Total possible ways of representing n! as a sum of two or more consecutive positive integers.

Question

I need to calculate total possible ways of representing $n!$ as a sum of two or more consecutive positive integers.

Example : $3!=1*2*3=6$ and $6=1+2+3$ the only one possible way.

Answer : $1$

The approach I followed is as follows:

Let $p≤N$ be a prime.

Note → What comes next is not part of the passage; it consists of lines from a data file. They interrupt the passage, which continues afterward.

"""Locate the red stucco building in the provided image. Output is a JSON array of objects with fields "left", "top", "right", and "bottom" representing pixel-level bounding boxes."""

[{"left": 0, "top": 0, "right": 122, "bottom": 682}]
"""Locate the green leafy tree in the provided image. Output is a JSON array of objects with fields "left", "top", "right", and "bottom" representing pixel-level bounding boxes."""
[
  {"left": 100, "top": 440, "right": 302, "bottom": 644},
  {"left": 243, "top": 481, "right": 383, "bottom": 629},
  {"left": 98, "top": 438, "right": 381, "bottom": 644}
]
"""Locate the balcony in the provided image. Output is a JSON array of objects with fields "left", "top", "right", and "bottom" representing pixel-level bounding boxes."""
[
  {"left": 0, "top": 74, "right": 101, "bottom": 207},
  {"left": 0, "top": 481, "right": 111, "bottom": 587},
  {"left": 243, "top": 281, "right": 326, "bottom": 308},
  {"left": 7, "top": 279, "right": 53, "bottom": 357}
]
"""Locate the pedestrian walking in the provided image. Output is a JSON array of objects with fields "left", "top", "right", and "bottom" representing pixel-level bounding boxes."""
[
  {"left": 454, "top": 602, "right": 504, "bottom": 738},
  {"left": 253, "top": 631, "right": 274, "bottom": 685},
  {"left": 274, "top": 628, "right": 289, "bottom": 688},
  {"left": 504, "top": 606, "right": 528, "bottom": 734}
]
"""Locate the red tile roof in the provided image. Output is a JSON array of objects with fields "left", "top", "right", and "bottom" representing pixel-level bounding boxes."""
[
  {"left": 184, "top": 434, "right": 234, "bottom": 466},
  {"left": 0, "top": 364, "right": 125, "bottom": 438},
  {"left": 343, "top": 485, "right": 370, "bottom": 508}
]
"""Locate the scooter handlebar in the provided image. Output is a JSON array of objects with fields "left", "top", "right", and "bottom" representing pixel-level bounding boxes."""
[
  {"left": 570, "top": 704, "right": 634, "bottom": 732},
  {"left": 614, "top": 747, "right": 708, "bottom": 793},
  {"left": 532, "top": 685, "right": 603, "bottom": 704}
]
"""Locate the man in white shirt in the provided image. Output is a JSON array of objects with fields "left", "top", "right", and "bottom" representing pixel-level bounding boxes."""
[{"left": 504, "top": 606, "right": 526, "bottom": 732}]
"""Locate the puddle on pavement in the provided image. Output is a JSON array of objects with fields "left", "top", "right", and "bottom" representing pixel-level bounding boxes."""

The highest power of $p$ dividing $N$ is given by $α_p=\sum_{k=1}^{\infty} \lfloor \frac{N}{p^k} \rfloor$

so $N! = 2^{\alpha_2}3^{\alpha_3}5^{\alpha_5} \ldots p^{\alpha_q}$ where $q$ the last prime $\leq N$

We want $N!=a+(a+1)+(a+2)+(a+3)+\ldots +(a+n)=\frac{(2a+n)(n+1)}{2}$ where $a,n\ge 1$ where $a,n \in \mathbb{I} $

Hence equating the above two equations we get, $2^{\alpha_2}3^{\alpha_3}5^{\alpha_5} \ldots p^{\alpha_q}=\frac{(2a+n)(n+1)}{2}$

So finally , $2^{(\alpha_2+1)}3^{\alpha_3}5^{\alpha_5} \ldots p^{\alpha_q}={(2a+n)(n+1)}$ , for the above examle $2^2 3^1=(2*2+2)(2+1)$ so $a=2$ and $n=2$

I am not able to proceed further because brute force solution is just not enough.I found the similar question but the solutions provided are not leading to exact solution of the problem.How do I solve the problem?

Answer 1

We have

$$a=\frac{N!}{n+1}-\frac{n}{2}$$

So, you can find the solutions as follows :

• Find the divisors of $2N!$ , excluding $1$.
• For each such divisor $d$, calculate $e\ :=\ \frac{N!}{d}-\frac{d-1}{2}$
• If the result is a positive integer, the pair $[e,d-1]$ is a solution.

Since the divisors of a factorial can be determined efficiently, this method solves the problem efficiently.